To reiterate my logic: it is the following code snippet, that messes up merging of the two linked lists in sorted order - l4 = l4.next. We meet this code snippet, the first time, when we enter the while loop the first time (and henceforth). And before we enter the while loop the first time, everything is fine - l3 points to 0->null on the heap. And since l4 = l3, l4 also points to the same location on the heap (i.e. 0->null). When we go inside the while loop the first time, things are still fine - we enter the if block in the while loop and there we hit l4.next = list1. This makes l4 point to 0->1->2->4->null (on the heap). And since l4 = l3 - l3 points to the same location as l4 - 0->1->2->4->null (on the heap). But, as soon as we reach the line of code l4 = l4.next the first time - l4 now points to a new object on the heap (1->2->4->null). And l3 points to the original object on the heap (0->1->2->4->null). From here on, whatever changes are made to l4 won't be reflected in l3 (since l3 points to a different memory location on heap - and l4 keeps pointing to different memory locations on the heap, from here on).

So, how come l3 in the end shows the merged lists in completely sorted order? - l3 should only be 0->1->2->4->null, at the end of the method. So how does l3 give the correct sorted result? Any help would be greatly appreciated!

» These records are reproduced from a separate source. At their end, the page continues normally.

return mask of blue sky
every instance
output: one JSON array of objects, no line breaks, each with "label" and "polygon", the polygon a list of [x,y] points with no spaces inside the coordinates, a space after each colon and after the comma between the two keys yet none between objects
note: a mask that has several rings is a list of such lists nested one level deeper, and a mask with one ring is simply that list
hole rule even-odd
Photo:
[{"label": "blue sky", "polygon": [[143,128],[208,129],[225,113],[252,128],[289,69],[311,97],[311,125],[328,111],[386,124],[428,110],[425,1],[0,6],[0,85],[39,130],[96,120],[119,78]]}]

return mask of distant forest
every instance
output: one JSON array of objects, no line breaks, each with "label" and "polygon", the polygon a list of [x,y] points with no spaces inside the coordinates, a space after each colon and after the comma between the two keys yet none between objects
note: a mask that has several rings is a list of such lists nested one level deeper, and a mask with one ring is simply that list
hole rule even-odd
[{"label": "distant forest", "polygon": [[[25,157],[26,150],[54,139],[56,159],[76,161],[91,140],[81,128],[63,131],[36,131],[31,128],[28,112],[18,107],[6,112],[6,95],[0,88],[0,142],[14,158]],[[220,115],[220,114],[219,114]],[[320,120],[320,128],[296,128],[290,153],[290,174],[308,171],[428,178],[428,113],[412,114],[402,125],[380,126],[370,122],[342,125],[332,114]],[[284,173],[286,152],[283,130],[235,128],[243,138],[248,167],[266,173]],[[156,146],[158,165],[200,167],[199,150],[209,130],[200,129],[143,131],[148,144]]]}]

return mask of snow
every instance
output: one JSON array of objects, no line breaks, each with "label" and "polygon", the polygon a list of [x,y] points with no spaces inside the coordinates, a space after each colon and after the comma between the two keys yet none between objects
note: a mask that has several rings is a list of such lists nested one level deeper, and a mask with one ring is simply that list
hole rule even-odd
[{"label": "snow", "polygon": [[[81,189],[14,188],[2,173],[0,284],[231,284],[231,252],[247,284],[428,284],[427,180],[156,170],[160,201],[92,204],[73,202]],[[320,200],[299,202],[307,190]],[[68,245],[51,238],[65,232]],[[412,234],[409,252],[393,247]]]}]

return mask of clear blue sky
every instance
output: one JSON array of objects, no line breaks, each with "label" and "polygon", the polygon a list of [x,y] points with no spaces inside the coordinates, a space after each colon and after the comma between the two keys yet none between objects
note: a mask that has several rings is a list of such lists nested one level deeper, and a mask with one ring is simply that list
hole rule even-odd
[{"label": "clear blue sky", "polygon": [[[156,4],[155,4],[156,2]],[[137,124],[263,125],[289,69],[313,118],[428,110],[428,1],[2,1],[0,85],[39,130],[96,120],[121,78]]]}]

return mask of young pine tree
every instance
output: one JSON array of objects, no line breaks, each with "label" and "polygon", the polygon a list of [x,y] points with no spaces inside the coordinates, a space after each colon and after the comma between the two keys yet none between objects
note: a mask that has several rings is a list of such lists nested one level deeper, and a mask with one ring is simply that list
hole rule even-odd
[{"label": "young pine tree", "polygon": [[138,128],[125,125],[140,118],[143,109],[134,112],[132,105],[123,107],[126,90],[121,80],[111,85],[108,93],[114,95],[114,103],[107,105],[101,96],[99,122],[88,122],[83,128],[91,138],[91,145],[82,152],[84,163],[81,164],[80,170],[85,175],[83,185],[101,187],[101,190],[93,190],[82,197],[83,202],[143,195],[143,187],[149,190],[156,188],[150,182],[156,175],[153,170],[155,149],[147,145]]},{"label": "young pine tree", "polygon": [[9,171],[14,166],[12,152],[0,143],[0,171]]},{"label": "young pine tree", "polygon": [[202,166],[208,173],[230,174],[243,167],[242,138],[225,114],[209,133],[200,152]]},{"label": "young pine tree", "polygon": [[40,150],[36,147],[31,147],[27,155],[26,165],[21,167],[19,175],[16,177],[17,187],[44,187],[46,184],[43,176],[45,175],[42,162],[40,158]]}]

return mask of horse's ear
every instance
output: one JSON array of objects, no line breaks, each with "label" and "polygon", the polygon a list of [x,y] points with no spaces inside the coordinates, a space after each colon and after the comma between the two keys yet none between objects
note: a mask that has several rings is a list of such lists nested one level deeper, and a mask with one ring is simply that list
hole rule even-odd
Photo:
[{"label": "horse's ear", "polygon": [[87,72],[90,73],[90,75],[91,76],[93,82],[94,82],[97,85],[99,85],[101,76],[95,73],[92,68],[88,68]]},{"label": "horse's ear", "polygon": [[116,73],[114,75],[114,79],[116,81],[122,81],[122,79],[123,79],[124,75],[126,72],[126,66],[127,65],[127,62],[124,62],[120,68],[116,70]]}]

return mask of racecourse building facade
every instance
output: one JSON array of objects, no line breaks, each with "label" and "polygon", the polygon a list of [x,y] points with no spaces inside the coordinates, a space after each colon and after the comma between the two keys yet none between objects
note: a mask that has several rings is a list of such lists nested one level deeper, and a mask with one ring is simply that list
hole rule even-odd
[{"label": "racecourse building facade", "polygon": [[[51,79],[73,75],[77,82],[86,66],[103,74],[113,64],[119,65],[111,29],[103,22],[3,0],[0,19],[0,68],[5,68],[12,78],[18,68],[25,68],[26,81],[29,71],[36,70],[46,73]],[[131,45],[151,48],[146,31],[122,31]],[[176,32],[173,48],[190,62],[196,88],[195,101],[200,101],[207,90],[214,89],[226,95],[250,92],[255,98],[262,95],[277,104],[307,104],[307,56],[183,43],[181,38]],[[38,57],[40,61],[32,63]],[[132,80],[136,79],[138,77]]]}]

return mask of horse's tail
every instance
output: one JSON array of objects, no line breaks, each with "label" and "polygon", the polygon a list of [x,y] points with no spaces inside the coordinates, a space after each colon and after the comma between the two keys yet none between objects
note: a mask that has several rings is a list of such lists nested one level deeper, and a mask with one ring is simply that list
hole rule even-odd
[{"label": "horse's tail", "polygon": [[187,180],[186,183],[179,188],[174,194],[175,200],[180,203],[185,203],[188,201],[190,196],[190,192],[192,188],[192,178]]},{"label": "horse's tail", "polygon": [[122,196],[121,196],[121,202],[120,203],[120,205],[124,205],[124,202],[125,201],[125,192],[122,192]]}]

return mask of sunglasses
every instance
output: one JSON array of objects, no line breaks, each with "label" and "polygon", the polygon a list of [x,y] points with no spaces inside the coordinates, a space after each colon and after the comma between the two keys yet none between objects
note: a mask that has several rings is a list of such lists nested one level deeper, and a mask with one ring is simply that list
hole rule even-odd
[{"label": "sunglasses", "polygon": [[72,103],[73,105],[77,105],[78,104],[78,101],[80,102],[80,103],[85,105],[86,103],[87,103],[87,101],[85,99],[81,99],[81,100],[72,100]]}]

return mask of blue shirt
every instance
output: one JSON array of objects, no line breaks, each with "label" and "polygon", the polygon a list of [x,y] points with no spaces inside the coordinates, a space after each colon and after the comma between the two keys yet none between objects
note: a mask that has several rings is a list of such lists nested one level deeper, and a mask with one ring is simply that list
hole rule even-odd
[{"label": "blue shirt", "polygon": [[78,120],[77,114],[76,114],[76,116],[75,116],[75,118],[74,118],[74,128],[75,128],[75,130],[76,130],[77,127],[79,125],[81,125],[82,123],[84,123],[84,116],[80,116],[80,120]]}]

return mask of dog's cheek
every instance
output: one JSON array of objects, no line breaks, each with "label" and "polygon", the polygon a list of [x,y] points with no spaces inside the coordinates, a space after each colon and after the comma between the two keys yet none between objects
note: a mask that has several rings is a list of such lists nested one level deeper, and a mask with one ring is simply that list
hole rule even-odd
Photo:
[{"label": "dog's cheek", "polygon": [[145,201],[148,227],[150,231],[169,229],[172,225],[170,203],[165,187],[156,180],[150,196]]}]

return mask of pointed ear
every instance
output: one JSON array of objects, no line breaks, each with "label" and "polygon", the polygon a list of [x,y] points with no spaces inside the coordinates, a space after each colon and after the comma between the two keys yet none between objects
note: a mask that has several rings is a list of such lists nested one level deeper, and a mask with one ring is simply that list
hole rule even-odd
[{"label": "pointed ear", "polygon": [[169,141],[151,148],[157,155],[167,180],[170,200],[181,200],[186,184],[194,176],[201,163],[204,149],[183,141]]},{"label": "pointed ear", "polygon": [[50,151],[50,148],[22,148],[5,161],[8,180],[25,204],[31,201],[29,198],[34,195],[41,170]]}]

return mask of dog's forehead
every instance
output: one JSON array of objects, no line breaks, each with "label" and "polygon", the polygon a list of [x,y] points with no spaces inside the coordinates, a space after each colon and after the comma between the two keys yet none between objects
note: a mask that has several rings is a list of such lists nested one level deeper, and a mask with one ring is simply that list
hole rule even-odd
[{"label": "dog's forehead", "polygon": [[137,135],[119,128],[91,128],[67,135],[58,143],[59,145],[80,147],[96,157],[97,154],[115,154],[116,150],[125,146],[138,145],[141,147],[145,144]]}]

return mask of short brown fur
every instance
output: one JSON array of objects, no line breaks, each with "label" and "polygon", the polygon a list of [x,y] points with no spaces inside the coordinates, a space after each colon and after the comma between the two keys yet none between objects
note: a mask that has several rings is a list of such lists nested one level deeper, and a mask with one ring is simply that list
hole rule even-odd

CodePudding user response：

Firstly, as exhaustively pointed out, The Stack Is An Implementation Detail, it's completely irrelevant to most discussions about reference and value types.

It's actually all about reference semantics, which you get by using class, a opposed to value semantics with struct. In other words: reference types are always passed by reference, a variable of such an object points to the object rather than being the object.

To come back to your question:

Essentially, the root/head object referred to by l3 always points to the head of the list. l4 represents the current node. Better variable names would have made this easier to understand.

l3 always points to the head object, this object can still access other linked objects using its next variable, which is also a pointer (because of reference semantics).

l4 is first assigned to this node. When you modify l4.next, you are also modifying the same object as l3.next. Then when you assign l4 = l4.next; you can also access that node via l3.next.next.

There is no broken link. The statement "That is l3 also points to 0->1->2->4->null on the heap." should be "That is the object pointed to by l3 also points to 0->1->2->4->null." and that object remains, and was modified via l4.

It's the objects themselves which do the pointing, you therefore have double indirection: l3 variable points to a node, which itself points to l4 which points to another node and so on.

So when it loops back again, l4 now points to the second node in the linked list. l4 is modified so that it then points to the next node according to the merge criteria. Then we again assign l4 = l4.next; so that we can attach the fourth node to the third.